К поэтам «парижской ноты» следует отнести тех, чья жизнь протекала преимущественно в кафе на бульваре Монпарнас, это прежде всего A. Штейгер и Л. Червинская, хотя мотивы «парижской ноты» можно найти у многих эмигрантских поэтов – Г. Иванова, Д. Кнута, Н. Оцупа, Ю. Мандельштама, И. Чиннова и др. Это подтверждает, что говорить о некоторой цельности «парижской ноты» было бы преувеличением. Недаром впоследствии сам Г. Адамович вспоминал: «Что было? Был некий личный литературный аскетизм, а вокруг него или иногда в ответ ему некое коллективное лирическое уныние, едва ли заслуживающее названия школы. <…> Состав пишущих был в Париже случаен, отбор единомыслящих, единочувствующих ограничен, и поэтическое содружество поневоле осталось искусственным»43.

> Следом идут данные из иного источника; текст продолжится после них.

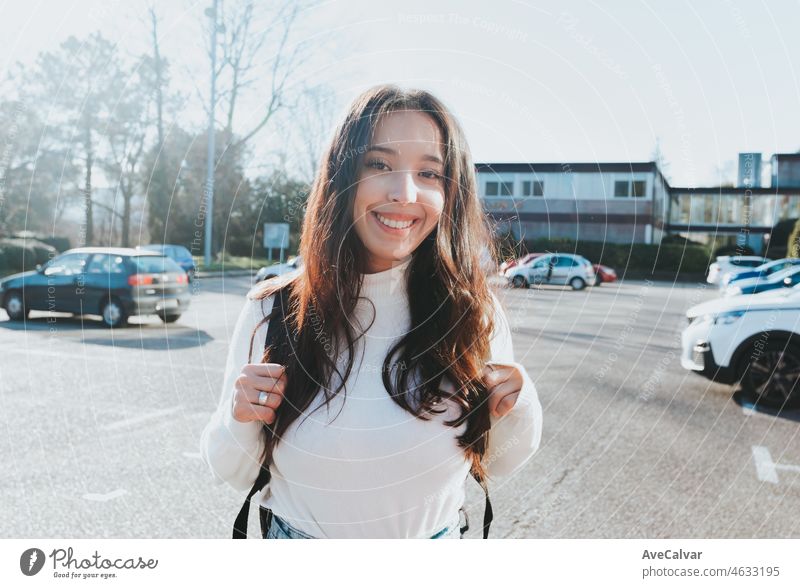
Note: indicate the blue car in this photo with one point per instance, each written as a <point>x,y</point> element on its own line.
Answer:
<point>112,282</point>
<point>178,253</point>
<point>764,270</point>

Несмотря на это, распространение и влияние «парижской ноты» («ноты Адамовича», или «парижской школы») было очень велико, поэтому ей противостояли, помимо «Перекрестка», и такие крупные литературные объединения молодежи, как «Кочевье» и «Скит поэтов». «Кочевье» было основано в Париже в 1928 г. М. Слонимом как «свободное литературное объединение», ориентированное на литературную эмигрантскую молодежь. Одной из задач «Кочевья» было изучение русской советской литературы в лице ее лучших представителей (М. Горький,

B. Маяковский, М. Зощенко, В. Катаев, Ю. Олеша и др.). Кроме того, на заседаниях объединения читались и разбирались произведения самих его участников (В. Познера, Г. Газданова, Б. Божнева, С. Шаршуна, А. Ладинского и др.). Не обходили стороной и творчество «старших» эмигрантов, и теоретические проблемы литературы и искусства. Некоторые произведения участников группы М. Слоним печатал в своем журнале «Воля России».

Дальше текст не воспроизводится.